Energy minimization: constant time, variable speed.
Length minimization: constant speed, variable time.

7. Algorithmic Consequence: Compute Proportional to Geodesic Distance

Under fixed metric-speed $c$, length and time are coupled: $\ell=cT$. If a numerical integrator uses step size $\Delta\tau$, then the number of steps required to traverse a trajectory of duration $T$ scales as

\[ N \approx \frac{T}{\Delta\tau} = \frac{d_G(x_0,\mathcal M)}{c\,\Delta\tau}, \]

where $\mathcal M$ is a target set (e.g., a data manifold or a terminal distribution region). Hence the scaling law [11] [9]

\[ \boxed{\text{Compute} \ \propto\ \text{Geodesic Distance}}. \]

8. Main Result: Anytime Geodesic Prefix Theorem

The core structural fact is that a distance-minimizing geodesic is itself distance-minimizing on every subinterval. Under an arc-length (constant-speed) parameterization, this yields an anytime guarantee: truncating computation at parameter time $\tau$ returns a point at a calibrated geodesic distance from the start, and (along a minimizing geodesic) the remaining distance to the target decreases linearly in $\tau$.

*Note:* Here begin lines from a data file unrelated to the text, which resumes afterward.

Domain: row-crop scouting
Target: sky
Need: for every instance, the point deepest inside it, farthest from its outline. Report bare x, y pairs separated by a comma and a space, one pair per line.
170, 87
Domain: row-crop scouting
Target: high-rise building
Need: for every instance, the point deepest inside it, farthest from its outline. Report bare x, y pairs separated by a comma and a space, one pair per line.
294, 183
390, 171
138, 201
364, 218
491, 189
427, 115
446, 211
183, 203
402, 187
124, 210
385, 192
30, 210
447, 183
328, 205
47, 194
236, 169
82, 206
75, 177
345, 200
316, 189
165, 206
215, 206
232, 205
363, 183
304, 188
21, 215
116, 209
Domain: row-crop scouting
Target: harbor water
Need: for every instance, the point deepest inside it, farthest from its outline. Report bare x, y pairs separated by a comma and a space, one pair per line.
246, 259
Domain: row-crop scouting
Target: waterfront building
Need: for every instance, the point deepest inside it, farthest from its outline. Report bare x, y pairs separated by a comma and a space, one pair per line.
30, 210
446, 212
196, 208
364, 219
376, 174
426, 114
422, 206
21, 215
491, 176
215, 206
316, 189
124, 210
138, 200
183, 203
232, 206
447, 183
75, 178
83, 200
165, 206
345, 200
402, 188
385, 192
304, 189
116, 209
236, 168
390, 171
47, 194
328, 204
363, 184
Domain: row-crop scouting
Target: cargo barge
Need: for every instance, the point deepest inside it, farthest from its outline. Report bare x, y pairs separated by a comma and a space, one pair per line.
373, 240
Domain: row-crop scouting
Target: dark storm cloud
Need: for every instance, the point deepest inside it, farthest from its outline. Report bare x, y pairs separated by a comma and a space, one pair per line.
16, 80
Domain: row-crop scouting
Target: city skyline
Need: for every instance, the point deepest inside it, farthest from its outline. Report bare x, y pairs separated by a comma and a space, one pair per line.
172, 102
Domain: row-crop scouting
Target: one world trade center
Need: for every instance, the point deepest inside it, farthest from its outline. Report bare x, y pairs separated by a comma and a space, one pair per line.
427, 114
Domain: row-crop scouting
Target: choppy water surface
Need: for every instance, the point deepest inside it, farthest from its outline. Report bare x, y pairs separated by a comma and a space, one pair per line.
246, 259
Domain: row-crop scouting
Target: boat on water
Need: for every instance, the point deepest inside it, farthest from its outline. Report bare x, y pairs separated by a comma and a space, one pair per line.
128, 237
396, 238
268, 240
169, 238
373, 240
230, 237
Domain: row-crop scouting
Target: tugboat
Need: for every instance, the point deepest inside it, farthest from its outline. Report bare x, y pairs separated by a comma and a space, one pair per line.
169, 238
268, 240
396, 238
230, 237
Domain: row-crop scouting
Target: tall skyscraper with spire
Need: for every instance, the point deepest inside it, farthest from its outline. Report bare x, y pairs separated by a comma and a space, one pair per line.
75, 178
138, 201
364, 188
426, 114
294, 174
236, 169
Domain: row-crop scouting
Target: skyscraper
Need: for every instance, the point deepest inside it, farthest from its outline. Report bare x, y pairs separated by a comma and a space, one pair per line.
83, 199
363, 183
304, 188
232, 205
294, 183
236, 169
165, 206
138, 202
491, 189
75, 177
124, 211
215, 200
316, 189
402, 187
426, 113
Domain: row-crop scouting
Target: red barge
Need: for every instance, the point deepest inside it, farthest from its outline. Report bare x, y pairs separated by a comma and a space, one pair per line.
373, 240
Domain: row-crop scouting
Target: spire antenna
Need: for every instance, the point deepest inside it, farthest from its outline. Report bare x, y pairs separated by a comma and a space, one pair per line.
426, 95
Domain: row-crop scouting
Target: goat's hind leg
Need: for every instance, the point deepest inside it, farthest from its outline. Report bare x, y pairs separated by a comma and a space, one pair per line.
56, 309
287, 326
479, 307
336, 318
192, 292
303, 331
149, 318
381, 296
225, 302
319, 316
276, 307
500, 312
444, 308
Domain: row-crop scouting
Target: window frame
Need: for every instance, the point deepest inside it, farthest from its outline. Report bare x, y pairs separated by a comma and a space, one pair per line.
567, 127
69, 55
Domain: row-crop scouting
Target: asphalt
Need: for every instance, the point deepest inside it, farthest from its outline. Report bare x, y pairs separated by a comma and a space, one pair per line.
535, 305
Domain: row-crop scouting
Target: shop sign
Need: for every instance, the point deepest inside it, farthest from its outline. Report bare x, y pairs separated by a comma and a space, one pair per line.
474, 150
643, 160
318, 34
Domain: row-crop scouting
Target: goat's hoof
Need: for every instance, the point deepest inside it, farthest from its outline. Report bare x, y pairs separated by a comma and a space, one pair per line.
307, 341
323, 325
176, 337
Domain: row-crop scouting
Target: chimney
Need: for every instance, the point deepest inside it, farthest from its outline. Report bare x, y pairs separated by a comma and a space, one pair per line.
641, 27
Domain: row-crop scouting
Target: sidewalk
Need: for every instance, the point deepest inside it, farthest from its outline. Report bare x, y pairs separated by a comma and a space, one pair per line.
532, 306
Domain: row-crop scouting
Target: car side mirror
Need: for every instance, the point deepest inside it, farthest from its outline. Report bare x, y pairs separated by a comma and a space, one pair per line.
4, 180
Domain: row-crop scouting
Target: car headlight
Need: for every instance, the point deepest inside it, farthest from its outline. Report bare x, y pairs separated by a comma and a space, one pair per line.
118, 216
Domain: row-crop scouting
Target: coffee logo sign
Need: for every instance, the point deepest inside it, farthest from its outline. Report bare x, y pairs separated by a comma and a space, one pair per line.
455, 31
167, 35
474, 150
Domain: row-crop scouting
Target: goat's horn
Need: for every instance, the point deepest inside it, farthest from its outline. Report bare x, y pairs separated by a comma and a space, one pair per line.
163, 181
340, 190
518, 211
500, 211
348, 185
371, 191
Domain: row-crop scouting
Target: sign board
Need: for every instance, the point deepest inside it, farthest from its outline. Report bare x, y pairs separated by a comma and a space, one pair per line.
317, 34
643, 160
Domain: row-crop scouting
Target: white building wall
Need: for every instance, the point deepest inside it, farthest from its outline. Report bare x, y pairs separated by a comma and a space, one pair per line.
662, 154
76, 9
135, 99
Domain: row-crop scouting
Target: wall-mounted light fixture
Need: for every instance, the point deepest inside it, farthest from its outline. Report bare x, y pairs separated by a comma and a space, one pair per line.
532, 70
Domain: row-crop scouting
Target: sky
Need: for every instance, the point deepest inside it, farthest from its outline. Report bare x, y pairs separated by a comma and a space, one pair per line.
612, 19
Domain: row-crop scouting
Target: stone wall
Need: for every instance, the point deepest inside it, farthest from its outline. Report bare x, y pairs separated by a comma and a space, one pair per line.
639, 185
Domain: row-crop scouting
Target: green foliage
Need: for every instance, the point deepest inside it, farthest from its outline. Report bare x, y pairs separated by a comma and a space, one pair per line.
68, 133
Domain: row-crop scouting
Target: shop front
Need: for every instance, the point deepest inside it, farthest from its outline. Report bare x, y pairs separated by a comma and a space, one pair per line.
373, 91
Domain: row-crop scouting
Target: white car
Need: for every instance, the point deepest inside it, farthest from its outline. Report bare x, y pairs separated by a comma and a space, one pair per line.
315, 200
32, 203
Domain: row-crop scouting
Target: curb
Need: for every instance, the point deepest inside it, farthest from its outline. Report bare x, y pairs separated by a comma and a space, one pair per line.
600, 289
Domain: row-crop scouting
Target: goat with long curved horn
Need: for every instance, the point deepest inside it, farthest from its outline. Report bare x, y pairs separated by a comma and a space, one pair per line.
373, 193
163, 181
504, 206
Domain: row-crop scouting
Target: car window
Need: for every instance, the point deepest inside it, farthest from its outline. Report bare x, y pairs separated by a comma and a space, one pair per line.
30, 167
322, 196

Theorem 1 (Geodesic Prefix/Suffix Optimality).

Let $(\mathcal X, d_G)$ be the metric space induced by the length functional

\[ \mathcal L[x] = \int_0^T \sqrt{\dot x(\tau)^\top G(x(\tau))\dot x(\tau)}\, d\tau, \]

where $G(x)$ is symmetric positive definite. Let $x^\star:[0,T]\to\mathcal X$ be a minimizing geodesic from $x_0$ to $y$: $x^\star(0)=x_0$, $x^\star(T)=y$, and $\mathcal L[x^\star]=d_G(x_0,y)$.

Then for every $\tau\in[0,T]$:

The prefix $x^\star|_{[0,\tau]}$ is distance-minimizing from $x_0$ to $x^\star(\tau)$.
The suffix $x^\star|_{[\tau,T]}$ is distance-minimizing from $x^\star(\tau)$ to $y$.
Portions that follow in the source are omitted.